Scientists uncover new role for neurotransmitter that helps fight infection
05 Mar 2015
The body has two types of immune response which work together: an innate response, which is the body's immediate way of tackling infections, and an adaptive response.
The adaptive immune system is developed largely to combat secondary infections; having recognised an invading pathogen it will produce antibodies that can attack the infection.
Other responses can also be triggered, such as mucus production to trap and expel pathogens.
Researchers at Imperial College London have shown that one particular type of neurotransmitter, or signalling molecule, has an important role in our adaptive immune response as well as in the innate immune system. If this signalling molecule could be mimicked and incorporated into a drug formulation, it could potentially be used to boost people's immunity to infection.The neurotransmitter, called acetylcholine, has a number of complex roles within the body.

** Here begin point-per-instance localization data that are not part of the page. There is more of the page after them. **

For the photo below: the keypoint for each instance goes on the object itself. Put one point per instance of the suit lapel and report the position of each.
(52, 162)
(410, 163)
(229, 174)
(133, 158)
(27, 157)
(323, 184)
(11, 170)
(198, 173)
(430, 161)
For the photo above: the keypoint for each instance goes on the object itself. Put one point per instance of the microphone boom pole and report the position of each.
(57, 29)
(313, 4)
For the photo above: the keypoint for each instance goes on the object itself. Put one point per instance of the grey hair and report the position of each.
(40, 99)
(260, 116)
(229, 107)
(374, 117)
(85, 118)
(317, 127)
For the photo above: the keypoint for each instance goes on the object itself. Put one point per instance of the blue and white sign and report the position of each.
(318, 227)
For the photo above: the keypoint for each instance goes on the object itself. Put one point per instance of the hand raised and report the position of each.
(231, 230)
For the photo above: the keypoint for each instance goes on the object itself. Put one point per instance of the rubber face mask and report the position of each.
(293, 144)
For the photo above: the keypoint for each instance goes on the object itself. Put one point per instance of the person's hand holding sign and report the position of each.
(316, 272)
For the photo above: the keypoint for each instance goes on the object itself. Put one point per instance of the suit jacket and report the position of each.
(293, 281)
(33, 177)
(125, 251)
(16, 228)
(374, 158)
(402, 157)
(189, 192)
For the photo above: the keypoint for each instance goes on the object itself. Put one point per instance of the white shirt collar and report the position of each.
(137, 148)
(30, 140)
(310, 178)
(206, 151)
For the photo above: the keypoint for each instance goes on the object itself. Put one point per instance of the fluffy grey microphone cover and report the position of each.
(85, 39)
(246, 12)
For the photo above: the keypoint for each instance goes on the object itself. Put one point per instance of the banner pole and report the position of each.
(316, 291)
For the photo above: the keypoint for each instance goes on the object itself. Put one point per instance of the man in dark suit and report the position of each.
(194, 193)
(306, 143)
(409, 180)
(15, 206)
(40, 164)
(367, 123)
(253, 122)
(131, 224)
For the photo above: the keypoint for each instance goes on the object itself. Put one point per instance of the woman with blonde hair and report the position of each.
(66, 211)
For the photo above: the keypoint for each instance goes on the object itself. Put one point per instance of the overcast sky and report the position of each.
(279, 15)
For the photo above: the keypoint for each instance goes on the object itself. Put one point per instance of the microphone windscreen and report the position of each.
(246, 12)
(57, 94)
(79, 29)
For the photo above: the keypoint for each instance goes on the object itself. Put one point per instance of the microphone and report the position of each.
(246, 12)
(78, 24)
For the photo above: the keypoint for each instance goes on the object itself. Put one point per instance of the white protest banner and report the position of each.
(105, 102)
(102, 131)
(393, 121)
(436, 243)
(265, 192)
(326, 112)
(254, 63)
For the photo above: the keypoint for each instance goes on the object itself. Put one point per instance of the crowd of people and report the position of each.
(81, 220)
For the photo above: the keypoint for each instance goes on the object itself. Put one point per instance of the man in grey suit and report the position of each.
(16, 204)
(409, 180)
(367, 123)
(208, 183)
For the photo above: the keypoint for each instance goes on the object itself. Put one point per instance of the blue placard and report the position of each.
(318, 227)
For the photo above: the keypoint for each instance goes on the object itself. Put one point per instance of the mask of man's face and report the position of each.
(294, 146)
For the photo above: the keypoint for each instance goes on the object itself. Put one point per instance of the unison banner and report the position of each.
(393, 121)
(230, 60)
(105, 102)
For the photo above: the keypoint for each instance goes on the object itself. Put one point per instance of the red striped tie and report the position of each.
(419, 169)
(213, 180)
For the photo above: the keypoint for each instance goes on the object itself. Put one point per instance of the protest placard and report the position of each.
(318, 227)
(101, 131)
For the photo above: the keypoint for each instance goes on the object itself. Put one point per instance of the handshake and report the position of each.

It helps to carry messages around the body's nervous system to activate muscles, for example, while in the brain it is responsible for transmitting sensory information.
Acetylcholine is already known to also play a role in regulating the body's innate immune response – for example, it can slow the inflammatory response to infection which, if unchecked, can lead to inflammatory diseases or organ damage.
In a study published in the journal PLOS Pathogens, a team from Imperial College London and the University of Cape Town showed that acetylcholine was also important for the production of cytokines – proteins which stimulate the body's adaptive immune responses.
"We started to look at these neurotransmitters in relation to the adaptive immune response because of work that we had been doing on helminth parasites,'' explained Professor Murray Selkirk, head of the Department of Life Sciences at Imperial College London. ''These parasitic worms have sophisticated ways of suppressing the immune system of their host. They release an enzyme that degrades acetylcholine. We suspected that this must be benefitting them in some way, suggesting that the neurotransmitter is doing something which is detrimental to the parasite."
In a collaboration with scientists at the University of Cape Town, the team studied a group of mice bred to be unresponsive to acetylcholine acting on a specific receptor. Some of the mice were infected with helminth parasites and some with salmonella bacteria, and their adaptive immune responses were measured. They discovered that the mice were less able to fight off either infection effectively, indicating that the neurotransmitter had a role to play in adaptive immunity.
''We already knew that this neurotransmitter played an important role in the innate immune system, but what we have found in this study is that it also activates other responses that are important for adaptive immunity,'' says Professor Selkirk. ''We hope this finding could lead to new ways of boosting people's ability to fight off infection.''
The results are also significant for the use of existing drugs such as Tiotropium, which is used to treat chronic obstructive pulmonary disease, and recently approved for treatment of asthma.
These drugs work by inhibiting the neurotransmitter's signalling system to impede smooth muscle contraction and mucus production – both of which worsen the symptoms of these diseases. This study suggests that in suppressing these, there could also be an effect on other immune responses, which now need to be investigated.